A common flash point between India and Pakistan is Kashmir. It has been disputed since the partition of 1947. Many of the significant periods of tension referred to earlier have sprung up over Kashmir, which is heavily militarized and has a fortified border fence that India constructed. In 2002 a spat similar to the current one flared up over Kashmir, with 500,000 troops amassing in anticipation of a conflict in the region. After that, the C.I.A. did an analysis on the cost of a potential nuclear exchange between India and Pakistan – it would devastate the entire region, have world wide environmental, social and economic consequences and eventually lead to the loss of several hundred million people through the consequences of the nuclear fall out.

New Zealand has a large number of Indians living here, and a significantly smaller number of Pakistani’s. Aside from sporting ties vis a vis cricket and hockey, both are also members of the British Commonwealth. In taxi’s where the driver is from India or Pakistan, I have regularly heard them indicate their displeasure with the other country. Facebook articles regarding relations between the two nationalities have often shown a degree of anger directed at one another.

Despite the tensions and the mistrust, I do not believe that this is anything more serious than posturing. Neither India or Pakistan can afford the cost of a conventional conflict between the two with the large casualty lists and huge economic damage that this would generate. Neither will want this to escalate because although India numerically out numbers Pakistan in just about all categories of military equipment, Pakistan has been receiving significant support from China which is viewed by India as a potential rival for dominance in South Asia.

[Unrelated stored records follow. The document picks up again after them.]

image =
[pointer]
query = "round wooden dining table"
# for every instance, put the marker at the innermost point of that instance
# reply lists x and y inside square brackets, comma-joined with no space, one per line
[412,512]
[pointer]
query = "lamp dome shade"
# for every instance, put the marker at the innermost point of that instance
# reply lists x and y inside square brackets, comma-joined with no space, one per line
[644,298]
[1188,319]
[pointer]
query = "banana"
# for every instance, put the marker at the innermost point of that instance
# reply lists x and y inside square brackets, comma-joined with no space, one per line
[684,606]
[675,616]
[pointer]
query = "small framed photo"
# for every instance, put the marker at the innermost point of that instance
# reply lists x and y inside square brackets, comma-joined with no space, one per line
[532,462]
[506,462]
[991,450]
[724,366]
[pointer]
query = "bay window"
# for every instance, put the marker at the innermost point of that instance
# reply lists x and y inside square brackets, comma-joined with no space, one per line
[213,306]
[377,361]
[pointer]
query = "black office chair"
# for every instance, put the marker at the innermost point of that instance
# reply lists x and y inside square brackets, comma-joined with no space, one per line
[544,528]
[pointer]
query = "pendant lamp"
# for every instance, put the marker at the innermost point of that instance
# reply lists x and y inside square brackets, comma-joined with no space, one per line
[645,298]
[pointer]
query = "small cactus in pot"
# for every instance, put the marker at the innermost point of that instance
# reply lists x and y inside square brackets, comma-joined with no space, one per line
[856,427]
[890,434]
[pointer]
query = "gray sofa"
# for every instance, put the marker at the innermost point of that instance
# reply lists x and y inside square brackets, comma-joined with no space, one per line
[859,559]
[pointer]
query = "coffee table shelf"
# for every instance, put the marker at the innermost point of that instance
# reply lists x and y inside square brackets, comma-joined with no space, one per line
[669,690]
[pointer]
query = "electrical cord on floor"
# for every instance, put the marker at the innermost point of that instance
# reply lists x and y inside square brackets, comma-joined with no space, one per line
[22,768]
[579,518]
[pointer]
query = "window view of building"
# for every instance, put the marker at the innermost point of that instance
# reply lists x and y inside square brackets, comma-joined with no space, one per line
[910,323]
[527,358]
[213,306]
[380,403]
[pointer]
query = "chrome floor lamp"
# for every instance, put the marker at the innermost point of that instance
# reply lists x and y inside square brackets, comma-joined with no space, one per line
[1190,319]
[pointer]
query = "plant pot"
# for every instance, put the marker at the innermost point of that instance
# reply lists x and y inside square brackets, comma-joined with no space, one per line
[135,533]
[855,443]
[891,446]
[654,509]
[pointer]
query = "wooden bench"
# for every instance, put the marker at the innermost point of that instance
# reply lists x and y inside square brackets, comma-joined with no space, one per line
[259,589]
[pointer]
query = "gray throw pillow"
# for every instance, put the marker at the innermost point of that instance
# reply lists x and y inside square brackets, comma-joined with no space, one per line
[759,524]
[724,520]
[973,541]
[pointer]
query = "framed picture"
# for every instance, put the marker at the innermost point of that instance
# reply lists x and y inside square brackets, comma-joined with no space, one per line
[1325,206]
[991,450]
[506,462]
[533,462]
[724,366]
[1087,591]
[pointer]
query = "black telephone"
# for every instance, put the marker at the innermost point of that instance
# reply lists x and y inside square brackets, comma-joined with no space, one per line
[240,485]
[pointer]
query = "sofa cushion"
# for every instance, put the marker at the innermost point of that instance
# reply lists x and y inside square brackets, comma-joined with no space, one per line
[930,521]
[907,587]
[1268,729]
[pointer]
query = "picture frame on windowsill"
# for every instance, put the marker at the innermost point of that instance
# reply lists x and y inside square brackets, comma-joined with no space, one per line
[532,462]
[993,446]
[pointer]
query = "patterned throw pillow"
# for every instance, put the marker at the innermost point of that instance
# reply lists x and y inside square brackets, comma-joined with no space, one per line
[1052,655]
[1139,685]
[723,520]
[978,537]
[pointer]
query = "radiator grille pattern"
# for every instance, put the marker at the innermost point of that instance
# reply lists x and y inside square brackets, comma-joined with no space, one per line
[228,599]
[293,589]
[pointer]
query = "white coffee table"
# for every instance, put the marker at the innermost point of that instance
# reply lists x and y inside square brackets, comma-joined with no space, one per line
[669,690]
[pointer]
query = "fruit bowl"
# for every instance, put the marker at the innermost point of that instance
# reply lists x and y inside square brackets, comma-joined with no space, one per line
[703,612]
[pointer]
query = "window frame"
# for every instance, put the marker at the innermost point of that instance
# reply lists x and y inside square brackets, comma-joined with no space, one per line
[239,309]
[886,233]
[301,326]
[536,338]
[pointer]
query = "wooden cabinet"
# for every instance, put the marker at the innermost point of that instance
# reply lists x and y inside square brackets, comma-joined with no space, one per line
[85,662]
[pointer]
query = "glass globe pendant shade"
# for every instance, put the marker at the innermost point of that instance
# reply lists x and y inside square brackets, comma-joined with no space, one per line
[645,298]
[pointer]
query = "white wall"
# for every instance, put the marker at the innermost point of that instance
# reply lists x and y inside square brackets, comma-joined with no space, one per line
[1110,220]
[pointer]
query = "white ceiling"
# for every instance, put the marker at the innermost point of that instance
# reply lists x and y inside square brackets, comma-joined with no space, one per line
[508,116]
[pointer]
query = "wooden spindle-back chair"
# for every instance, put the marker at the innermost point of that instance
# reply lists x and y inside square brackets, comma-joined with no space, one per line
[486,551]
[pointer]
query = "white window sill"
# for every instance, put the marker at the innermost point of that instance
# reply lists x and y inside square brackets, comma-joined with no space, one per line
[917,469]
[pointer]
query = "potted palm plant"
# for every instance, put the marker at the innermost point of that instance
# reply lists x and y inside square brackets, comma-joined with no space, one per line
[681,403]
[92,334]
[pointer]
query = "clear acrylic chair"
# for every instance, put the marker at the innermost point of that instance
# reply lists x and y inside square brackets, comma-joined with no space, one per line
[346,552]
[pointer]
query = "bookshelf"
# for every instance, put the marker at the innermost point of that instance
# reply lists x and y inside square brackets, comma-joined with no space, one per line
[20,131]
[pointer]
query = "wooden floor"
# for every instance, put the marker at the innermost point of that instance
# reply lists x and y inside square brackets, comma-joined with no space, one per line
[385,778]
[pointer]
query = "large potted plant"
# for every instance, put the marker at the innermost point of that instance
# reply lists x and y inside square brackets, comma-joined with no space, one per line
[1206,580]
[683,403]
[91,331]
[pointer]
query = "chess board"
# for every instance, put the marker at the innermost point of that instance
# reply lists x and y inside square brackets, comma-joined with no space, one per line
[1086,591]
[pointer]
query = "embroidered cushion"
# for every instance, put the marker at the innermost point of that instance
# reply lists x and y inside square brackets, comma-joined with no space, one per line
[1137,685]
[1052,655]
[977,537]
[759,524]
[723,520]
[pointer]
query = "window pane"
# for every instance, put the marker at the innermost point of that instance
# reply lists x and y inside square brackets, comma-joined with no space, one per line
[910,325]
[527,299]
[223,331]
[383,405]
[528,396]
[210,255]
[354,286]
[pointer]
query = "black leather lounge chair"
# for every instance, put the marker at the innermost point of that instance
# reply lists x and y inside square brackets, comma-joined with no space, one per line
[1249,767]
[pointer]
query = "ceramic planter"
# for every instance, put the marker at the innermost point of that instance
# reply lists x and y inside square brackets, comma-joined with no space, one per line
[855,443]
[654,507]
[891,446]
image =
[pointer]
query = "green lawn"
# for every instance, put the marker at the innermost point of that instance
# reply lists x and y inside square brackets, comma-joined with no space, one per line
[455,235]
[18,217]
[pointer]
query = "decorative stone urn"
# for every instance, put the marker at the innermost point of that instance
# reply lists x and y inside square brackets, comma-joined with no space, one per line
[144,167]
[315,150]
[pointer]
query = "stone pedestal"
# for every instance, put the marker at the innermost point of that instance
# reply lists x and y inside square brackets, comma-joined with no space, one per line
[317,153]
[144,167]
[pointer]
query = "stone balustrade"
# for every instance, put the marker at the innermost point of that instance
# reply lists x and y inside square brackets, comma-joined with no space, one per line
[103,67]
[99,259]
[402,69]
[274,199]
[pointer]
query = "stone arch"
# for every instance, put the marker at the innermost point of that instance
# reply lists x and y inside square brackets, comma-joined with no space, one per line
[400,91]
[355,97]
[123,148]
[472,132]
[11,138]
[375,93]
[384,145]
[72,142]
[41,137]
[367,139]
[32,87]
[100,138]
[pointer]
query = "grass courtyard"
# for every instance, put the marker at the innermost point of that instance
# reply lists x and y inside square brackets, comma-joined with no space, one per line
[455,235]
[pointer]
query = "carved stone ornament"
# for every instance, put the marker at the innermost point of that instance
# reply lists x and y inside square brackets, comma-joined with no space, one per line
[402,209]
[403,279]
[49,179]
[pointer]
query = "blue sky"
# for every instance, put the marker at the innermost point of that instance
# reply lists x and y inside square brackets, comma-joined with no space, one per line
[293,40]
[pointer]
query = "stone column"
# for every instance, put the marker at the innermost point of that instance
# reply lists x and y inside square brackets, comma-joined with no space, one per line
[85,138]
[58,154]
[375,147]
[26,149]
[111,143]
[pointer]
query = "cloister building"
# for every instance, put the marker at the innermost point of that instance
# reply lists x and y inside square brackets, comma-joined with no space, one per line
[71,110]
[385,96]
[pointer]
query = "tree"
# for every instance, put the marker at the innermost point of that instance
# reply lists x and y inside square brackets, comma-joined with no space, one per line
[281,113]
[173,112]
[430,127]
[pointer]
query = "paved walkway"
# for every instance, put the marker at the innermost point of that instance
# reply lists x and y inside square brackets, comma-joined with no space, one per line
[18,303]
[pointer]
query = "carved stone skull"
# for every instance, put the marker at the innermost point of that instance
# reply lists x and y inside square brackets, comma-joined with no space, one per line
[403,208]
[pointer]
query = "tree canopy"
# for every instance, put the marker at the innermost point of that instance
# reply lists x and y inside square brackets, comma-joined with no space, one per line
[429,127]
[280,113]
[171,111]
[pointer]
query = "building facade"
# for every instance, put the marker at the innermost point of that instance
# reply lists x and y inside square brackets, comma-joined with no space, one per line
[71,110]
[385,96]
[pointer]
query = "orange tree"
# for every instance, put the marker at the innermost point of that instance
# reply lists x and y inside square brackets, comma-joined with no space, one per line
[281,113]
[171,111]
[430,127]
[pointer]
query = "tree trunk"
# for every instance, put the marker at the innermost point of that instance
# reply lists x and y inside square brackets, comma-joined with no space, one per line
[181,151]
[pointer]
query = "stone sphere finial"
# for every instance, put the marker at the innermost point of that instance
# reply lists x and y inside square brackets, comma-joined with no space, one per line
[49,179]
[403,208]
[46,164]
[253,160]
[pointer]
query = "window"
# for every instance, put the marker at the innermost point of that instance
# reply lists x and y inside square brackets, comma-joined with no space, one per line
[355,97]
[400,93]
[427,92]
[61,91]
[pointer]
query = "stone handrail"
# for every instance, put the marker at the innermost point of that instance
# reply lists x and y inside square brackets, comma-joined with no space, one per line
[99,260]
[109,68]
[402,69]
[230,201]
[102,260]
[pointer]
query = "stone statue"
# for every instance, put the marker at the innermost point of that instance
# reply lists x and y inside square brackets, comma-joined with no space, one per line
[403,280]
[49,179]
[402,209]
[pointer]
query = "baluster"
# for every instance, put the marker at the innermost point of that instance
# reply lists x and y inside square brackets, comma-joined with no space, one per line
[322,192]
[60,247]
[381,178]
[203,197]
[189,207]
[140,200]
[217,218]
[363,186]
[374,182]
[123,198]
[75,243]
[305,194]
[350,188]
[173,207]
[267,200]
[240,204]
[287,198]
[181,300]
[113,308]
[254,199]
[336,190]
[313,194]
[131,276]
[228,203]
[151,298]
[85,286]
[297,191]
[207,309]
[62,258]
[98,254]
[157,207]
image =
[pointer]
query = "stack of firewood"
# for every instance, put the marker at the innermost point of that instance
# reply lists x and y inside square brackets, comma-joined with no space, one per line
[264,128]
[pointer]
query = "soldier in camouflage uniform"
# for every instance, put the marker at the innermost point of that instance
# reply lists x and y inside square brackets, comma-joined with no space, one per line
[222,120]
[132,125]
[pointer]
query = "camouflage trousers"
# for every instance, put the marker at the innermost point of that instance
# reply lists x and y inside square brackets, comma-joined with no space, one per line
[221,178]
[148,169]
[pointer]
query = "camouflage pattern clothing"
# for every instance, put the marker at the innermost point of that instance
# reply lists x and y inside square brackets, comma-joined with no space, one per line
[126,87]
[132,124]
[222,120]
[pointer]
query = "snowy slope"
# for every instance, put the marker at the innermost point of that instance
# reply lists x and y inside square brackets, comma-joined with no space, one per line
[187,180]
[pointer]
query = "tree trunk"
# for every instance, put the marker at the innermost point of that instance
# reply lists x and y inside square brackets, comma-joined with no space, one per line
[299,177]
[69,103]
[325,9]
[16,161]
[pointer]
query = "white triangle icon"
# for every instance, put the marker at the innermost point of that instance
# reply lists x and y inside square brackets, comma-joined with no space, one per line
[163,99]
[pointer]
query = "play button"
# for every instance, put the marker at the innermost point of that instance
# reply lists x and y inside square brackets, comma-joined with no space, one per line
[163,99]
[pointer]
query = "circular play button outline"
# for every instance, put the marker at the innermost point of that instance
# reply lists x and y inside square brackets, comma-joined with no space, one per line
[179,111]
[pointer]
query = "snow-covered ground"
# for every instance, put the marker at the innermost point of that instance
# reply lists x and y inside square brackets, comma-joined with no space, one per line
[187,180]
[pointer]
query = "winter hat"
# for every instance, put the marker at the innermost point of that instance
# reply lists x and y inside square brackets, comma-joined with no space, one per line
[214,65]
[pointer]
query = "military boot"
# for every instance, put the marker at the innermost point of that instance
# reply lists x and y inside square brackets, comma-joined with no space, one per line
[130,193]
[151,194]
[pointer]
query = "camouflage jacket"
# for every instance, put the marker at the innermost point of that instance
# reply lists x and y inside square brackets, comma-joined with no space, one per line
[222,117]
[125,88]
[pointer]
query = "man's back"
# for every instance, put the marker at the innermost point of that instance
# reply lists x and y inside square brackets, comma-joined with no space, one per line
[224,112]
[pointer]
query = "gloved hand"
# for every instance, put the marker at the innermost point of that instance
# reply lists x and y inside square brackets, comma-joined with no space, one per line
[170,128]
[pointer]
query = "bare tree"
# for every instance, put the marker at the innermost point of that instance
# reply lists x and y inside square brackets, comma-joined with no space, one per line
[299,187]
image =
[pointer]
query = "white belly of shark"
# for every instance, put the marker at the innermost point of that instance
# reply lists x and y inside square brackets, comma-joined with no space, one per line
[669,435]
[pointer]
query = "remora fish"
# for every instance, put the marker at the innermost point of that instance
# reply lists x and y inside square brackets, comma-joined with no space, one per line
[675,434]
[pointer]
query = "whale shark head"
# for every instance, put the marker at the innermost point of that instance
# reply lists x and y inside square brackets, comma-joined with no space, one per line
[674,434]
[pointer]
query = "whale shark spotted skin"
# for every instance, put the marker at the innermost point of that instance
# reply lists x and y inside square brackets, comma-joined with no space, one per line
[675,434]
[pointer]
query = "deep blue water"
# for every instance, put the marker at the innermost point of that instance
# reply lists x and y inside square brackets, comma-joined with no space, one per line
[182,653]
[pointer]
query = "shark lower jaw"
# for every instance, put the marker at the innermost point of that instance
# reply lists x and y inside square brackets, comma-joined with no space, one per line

It will be interesting to see how this dispute plays out. India and Pakistan might be rivals off the cricket pitch – they are also rivals on it, and any match between the two is watched with significant interest around the world. With the Cricket World Cup happening in England in May, many will see this as a chance for one side or the other to try to assert a non military dominance.

Far better it be on a cricket pitch or hockey turf than in Kashmir. Far better it be cricket balls and bats than bullets and missiles.